Why should I read this?
Quick and dirty: if you care about skin — whether for developmental biology, wound healing, ageing or regenerative medicine — this paper tells you that rete ridges are NOT just a by-product of other appendage programmes. They’re a separate, postnatal, BMP-driven architecture with its own epidermal–dermal niche. The authors read the data so you don’t have to: big comparative histology, single-cell + spatial transcriptomics, genetics in mice and pigs, and wound/regeneration tests — all pointing to BMP as the switch. Handy if you’re thinking about scar repair, graft design or modelling human skin.
Author takeaway (punchy)
Rete ridges are their own thing. They form late, they need BMP, and they give non-furry skin its bulk and resilience. This changes how we think about restoring human-like skin structure after injury or in ageing: target the rete-ridge niche and its BMP signalling if you want a thicker, better-connected epidermis.
Context and relevance
This work reframes epidermal appendage biology by separating the developmental programmes that produce placode-derived structures (hair, sweat glands, volar ridges) from the postnatal programme that builds rete ridges.

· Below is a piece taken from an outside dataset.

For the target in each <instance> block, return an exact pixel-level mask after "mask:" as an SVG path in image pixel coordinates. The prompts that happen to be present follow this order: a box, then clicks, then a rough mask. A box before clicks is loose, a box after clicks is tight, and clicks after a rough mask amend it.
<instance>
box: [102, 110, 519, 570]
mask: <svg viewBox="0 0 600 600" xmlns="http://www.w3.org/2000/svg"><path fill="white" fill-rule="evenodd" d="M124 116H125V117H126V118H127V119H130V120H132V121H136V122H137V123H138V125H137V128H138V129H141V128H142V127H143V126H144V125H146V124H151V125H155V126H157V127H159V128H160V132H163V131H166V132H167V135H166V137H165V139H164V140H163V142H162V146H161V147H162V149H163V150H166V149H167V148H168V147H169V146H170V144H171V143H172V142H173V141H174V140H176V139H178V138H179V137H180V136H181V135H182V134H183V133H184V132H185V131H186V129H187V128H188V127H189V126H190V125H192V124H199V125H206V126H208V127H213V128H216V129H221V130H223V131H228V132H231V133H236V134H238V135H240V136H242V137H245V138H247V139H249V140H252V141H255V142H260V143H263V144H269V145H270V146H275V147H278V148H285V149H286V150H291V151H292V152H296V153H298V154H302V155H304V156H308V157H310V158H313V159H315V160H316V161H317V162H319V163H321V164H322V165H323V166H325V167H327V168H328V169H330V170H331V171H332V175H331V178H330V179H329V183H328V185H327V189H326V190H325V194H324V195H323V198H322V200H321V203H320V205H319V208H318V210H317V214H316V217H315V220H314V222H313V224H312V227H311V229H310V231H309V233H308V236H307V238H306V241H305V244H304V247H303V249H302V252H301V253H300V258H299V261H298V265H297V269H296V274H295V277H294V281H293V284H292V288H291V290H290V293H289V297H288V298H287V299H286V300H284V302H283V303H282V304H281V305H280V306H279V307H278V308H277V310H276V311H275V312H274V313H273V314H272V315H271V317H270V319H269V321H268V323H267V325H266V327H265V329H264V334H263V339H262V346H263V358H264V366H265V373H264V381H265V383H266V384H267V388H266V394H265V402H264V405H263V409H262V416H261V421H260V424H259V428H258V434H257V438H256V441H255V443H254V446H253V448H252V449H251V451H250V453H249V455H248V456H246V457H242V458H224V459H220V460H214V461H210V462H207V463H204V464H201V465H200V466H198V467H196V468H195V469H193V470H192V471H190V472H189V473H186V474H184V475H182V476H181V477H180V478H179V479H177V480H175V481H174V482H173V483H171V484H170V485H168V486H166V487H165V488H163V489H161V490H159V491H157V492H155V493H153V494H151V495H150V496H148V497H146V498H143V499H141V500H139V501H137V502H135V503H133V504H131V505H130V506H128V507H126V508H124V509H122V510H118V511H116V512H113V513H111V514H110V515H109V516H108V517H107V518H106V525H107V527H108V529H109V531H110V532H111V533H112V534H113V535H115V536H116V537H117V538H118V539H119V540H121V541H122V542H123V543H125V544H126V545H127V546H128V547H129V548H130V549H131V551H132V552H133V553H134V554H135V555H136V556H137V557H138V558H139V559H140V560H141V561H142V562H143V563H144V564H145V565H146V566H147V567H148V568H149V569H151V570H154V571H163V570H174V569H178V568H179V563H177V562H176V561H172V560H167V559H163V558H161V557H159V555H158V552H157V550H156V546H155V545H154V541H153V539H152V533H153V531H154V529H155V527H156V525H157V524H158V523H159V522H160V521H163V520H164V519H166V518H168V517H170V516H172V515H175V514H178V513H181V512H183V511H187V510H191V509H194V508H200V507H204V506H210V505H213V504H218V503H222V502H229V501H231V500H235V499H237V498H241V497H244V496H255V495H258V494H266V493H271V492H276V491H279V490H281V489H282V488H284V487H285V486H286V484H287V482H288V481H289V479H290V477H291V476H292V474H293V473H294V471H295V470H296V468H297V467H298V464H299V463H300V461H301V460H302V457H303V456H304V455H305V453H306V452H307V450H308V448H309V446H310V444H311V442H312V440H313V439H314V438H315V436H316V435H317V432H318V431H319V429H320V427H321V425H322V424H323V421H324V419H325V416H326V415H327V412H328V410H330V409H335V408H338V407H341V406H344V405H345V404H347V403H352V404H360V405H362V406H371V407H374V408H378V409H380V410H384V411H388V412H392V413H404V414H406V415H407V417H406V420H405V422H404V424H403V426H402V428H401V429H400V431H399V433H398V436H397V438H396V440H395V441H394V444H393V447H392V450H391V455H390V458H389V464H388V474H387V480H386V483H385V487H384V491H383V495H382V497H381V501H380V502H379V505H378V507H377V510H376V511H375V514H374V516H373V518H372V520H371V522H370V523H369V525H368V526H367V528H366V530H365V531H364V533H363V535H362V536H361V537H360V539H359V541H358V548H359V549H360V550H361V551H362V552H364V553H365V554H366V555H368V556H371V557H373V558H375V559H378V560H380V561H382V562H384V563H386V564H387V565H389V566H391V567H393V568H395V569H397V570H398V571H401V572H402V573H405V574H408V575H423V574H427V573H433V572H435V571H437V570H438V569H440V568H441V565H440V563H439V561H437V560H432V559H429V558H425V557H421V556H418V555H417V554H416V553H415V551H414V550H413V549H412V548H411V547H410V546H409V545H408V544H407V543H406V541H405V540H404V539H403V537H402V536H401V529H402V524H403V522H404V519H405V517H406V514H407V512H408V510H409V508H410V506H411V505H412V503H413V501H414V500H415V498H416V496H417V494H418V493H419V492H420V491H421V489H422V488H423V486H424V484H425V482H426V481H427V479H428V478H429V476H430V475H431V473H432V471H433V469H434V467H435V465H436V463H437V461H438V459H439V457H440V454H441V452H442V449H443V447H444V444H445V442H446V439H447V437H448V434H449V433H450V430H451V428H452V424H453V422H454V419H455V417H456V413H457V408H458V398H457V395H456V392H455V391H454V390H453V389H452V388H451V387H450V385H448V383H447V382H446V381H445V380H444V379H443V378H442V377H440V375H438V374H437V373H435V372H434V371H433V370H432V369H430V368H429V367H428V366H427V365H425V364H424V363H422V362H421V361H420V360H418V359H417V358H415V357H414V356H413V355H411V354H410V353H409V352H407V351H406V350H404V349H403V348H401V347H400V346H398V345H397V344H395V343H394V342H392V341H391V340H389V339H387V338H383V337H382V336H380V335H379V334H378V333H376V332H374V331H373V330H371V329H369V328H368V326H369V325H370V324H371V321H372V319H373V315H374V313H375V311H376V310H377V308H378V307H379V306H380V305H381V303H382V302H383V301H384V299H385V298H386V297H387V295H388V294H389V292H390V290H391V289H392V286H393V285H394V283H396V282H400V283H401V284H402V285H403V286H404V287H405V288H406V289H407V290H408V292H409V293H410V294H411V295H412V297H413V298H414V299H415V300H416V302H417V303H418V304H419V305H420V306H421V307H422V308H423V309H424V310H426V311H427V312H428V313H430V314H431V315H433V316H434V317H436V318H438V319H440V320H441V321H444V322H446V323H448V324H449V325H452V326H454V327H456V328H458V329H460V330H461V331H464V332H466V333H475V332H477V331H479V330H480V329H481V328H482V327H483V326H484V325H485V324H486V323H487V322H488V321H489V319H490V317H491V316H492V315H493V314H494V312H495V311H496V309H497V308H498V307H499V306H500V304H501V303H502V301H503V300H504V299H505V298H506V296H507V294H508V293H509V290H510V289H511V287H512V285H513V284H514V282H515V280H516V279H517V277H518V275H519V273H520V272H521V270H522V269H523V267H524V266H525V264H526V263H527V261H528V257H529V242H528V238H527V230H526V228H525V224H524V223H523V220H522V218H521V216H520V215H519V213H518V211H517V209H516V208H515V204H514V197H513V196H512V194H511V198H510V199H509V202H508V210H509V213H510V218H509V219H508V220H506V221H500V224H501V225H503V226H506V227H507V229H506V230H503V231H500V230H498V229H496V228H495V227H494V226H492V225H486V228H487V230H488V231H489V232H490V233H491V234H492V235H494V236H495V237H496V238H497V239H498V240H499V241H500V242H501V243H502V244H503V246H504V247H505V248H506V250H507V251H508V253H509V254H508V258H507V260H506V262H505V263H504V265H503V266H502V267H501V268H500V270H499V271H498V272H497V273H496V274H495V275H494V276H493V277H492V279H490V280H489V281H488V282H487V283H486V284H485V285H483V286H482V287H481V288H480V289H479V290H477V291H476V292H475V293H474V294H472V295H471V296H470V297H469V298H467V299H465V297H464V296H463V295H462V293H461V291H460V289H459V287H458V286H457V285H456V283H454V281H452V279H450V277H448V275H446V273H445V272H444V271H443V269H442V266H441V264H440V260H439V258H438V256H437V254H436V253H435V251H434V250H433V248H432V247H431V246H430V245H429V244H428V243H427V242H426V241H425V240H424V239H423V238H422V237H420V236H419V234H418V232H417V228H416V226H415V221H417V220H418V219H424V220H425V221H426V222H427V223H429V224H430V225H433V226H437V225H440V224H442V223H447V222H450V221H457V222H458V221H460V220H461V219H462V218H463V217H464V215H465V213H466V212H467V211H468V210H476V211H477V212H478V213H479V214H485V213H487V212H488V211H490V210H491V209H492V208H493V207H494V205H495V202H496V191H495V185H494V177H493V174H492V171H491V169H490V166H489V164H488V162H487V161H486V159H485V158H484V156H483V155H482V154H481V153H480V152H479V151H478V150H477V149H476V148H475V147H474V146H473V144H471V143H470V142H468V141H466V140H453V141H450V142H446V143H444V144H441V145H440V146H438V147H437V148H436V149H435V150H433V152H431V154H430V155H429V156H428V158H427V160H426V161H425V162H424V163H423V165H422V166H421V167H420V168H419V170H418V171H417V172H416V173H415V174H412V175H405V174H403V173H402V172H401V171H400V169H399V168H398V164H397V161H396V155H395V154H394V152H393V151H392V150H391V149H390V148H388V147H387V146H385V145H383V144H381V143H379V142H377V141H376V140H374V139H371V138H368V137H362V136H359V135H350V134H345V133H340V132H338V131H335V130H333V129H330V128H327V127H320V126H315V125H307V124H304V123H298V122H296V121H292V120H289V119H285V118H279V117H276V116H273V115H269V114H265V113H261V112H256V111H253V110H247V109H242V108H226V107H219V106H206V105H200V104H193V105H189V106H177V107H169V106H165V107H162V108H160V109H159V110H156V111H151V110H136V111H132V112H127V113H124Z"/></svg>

It is relevant to several ongoing trends:
– Regenerative medicine: informing strategies to rebuild epidermal architecture after burns or in chronic wounds.

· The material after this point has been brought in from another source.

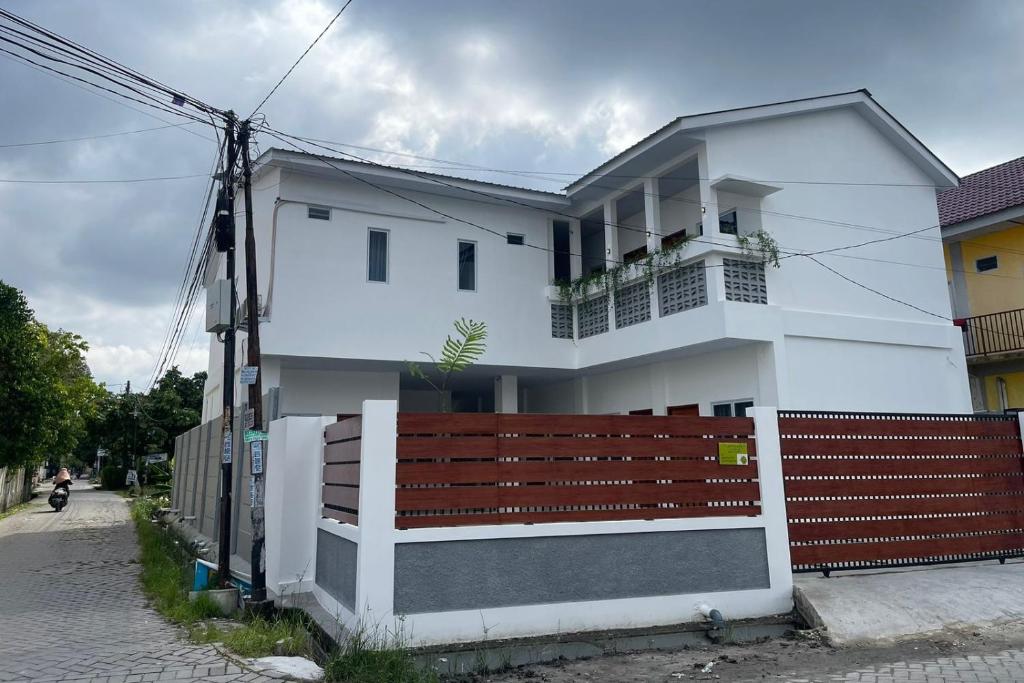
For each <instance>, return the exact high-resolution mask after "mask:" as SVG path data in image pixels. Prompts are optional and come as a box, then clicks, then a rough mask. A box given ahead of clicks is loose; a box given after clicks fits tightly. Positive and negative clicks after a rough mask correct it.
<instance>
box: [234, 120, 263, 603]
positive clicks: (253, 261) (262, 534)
mask: <svg viewBox="0 0 1024 683" xmlns="http://www.w3.org/2000/svg"><path fill="white" fill-rule="evenodd" d="M250 133H251V130H250V127H249V122H248V121H243V122H242V124H241V126H240V127H239V146H240V147H242V188H243V191H244V194H245V202H246V316H247V318H248V323H249V324H248V330H247V332H248V334H249V348H248V354H249V355H248V358H247V365H249V366H251V367H255V368H256V379H255V381H254V382H253V383H252V384H250V385H249V410H251V411H252V412H253V426H252V428H253V430H255V431H258V432H260V431H263V378H262V372H261V370H262V368H261V362H260V347H259V314H260V310H259V294H258V288H257V287H256V284H257V283H256V234H255V231H254V229H253V193H252V160H251V159H250V157H249V140H250ZM265 446H266V444H265V442H263V441H260V440H256V441H251V442H250V444H249V452H250V453H249V455H250V463H252V468H251V470H250V471H251V472H252V487H253V488H252V489H253V495H252V501H251V502H252V508H251V510H252V531H253V549H252V581H253V595H252V604H251V605H250V607H252V608H254V609H255V610H257V611H259V610H262V608H263V606H264V603H265V602H266V561H265V559H264V546H265V541H266V538H265V526H264V517H265V514H264V508H263V500H264V481H263V472H264V471H265V469H266V457H267V454H266V447H265ZM254 450H259V455H258V457H257V455H256V454H254V453H253V451H254Z"/></svg>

– Ageing and dermatology: rete ridge loss or dermal pocket alteration links to age-related thinning and disease; understanding drivers could improve interventions.
– Evolutionary and comparative biology: shows how convergent skin adaptations (thicker epidermis in less-furred species) arise through recruitment of distinct signalling networks rather than simple loss/gain of hair programmes.
The study is timely because it combines comparative anatomy with modern single-cell and spatial technologies and functional genetics — providing a path from mechanism to potential therapeutic targets.